By Paula Harrell
Both countries have shown the ability to accommodate and cooperate in the past. Can they do so again?
This year has seen a spate of retrospective analyses of the horrific war in Europe that began July 28 a century ago, so named the Great War for its unprecedented scale, death count, and destabilizing aftershocks reverberating as far as Asia. How this could have happened, should Britain have entered the war at all, and what was the ultimate meaning of the war are still the stuff of intense controversy and debate. The Britain-Japan-China part of the story, a sidelight to the war engulfing Europe, has gotten less attention. Yet it, too, begs for further explanation of policy choices and cascading consequences that led to a disastrous turn in East Asian politics in the decades to follow.

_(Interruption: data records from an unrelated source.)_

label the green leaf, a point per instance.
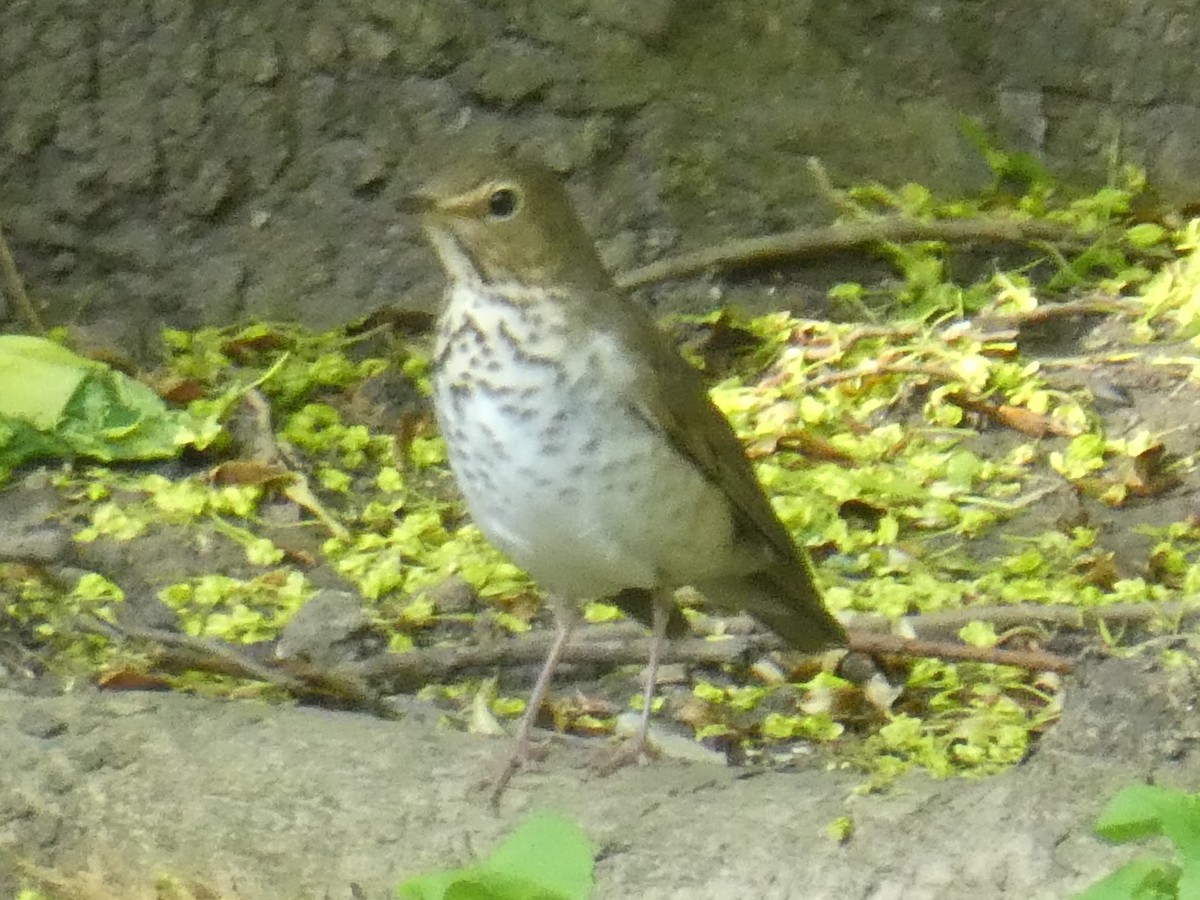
(1139, 811)
(1137, 880)
(547, 857)
(54, 402)
(39, 377)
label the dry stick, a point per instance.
(16, 287)
(821, 241)
(611, 646)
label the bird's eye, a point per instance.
(502, 203)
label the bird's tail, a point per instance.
(785, 599)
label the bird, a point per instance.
(586, 448)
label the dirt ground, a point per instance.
(109, 790)
(276, 802)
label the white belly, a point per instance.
(573, 485)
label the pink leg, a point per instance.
(521, 742)
(636, 748)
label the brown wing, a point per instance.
(666, 391)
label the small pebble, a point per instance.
(40, 724)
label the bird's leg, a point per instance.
(520, 755)
(637, 748)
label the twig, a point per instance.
(809, 243)
(897, 646)
(16, 287)
(1079, 618)
(625, 643)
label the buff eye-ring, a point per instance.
(503, 203)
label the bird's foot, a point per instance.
(525, 754)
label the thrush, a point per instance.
(586, 448)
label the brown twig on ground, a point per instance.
(1051, 312)
(1003, 618)
(16, 288)
(953, 651)
(627, 643)
(809, 243)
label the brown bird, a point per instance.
(587, 449)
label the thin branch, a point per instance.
(808, 243)
(16, 288)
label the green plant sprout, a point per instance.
(546, 857)
(1139, 813)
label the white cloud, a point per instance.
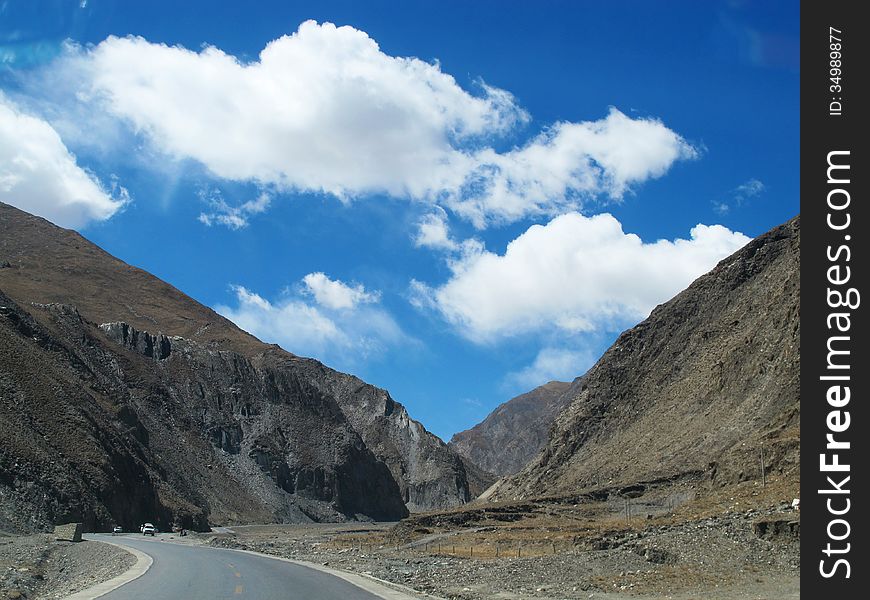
(751, 188)
(551, 364)
(325, 110)
(335, 294)
(433, 232)
(328, 329)
(739, 196)
(234, 217)
(40, 175)
(570, 162)
(575, 274)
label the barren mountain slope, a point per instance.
(695, 389)
(118, 390)
(514, 432)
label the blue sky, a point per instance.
(455, 201)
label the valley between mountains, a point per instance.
(669, 467)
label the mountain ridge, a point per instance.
(176, 404)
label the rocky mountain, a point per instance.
(514, 432)
(428, 473)
(122, 400)
(696, 390)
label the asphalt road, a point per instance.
(200, 573)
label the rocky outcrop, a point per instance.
(694, 390)
(96, 430)
(514, 432)
(122, 401)
(428, 474)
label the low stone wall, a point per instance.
(71, 532)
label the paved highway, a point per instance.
(190, 572)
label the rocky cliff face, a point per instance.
(693, 391)
(112, 425)
(514, 432)
(429, 475)
(122, 400)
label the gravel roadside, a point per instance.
(40, 567)
(721, 558)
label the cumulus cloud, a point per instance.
(739, 196)
(551, 364)
(343, 324)
(233, 217)
(325, 110)
(433, 232)
(335, 294)
(40, 175)
(574, 274)
(568, 163)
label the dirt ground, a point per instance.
(739, 543)
(40, 567)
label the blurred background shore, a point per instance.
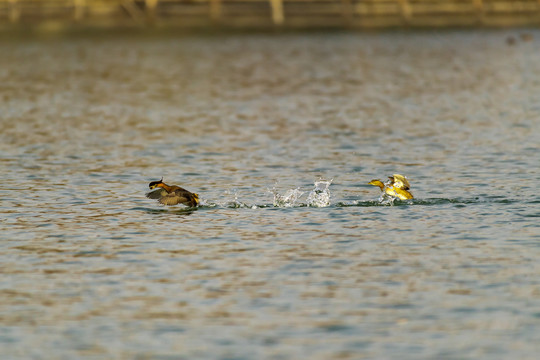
(266, 14)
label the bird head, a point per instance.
(155, 184)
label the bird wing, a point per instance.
(157, 194)
(179, 196)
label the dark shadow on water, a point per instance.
(458, 202)
(183, 211)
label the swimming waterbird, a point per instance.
(172, 194)
(397, 186)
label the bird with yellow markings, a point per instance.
(172, 194)
(397, 186)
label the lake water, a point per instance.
(92, 269)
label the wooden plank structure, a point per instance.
(275, 13)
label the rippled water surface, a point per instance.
(273, 265)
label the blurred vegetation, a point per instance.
(270, 13)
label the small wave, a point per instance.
(289, 199)
(320, 195)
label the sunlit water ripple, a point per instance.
(291, 254)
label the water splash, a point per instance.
(320, 195)
(289, 199)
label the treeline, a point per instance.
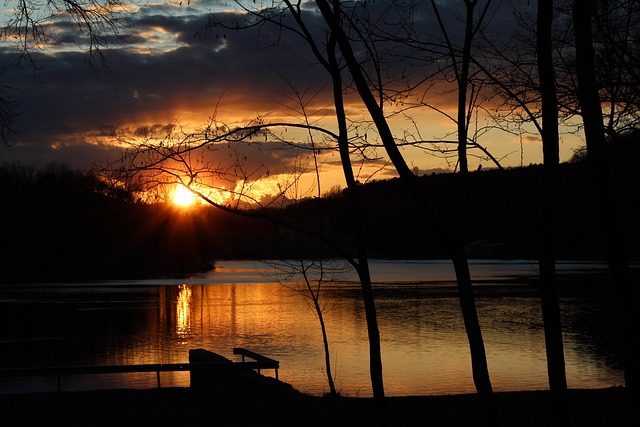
(61, 224)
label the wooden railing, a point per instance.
(260, 362)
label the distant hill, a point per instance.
(56, 232)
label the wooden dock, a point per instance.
(258, 363)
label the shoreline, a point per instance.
(284, 406)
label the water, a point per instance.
(424, 346)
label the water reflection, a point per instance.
(183, 310)
(424, 346)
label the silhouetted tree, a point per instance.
(332, 14)
(606, 196)
(28, 25)
(548, 235)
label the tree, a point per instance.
(550, 148)
(306, 278)
(603, 185)
(332, 14)
(32, 26)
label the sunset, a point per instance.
(320, 212)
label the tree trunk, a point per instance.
(548, 235)
(362, 267)
(480, 374)
(603, 188)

Britain and Japan in 1914 were linked by treaty obligations under the Anglo-Japanese Alliance (1902-1923), the first-ever reciprocal agreement between a Western and an Asian power. The relationship was already showing signs of strain, chiefly over access to the vast China market, but growing distrust took second place to immediate political calculations: for Britain, the promise of Japanese assistance to counter German naval power in the Pacific, on Japan’s part, assurances of British support in the takeover of German-leased territory in China. On these terms, Japan declared war on Germany just a few weeks after Britain decided to intervene on the side of France and Russia in early August. The payoff to Britain from its Asian ally came not in the Pacific but in the Mediterranean, where in 1917 Japanese destroyers provided protection to British merchant shipping. Japan reaped its reward in 1919 when the dealmakers at the Versailles Peace Conference recognized Japan’s claims to former German holdings in China, news that triggered widespread Chinese protests in early May. Indeed, in China May 7 became popularly known as “National Humiliation Day.”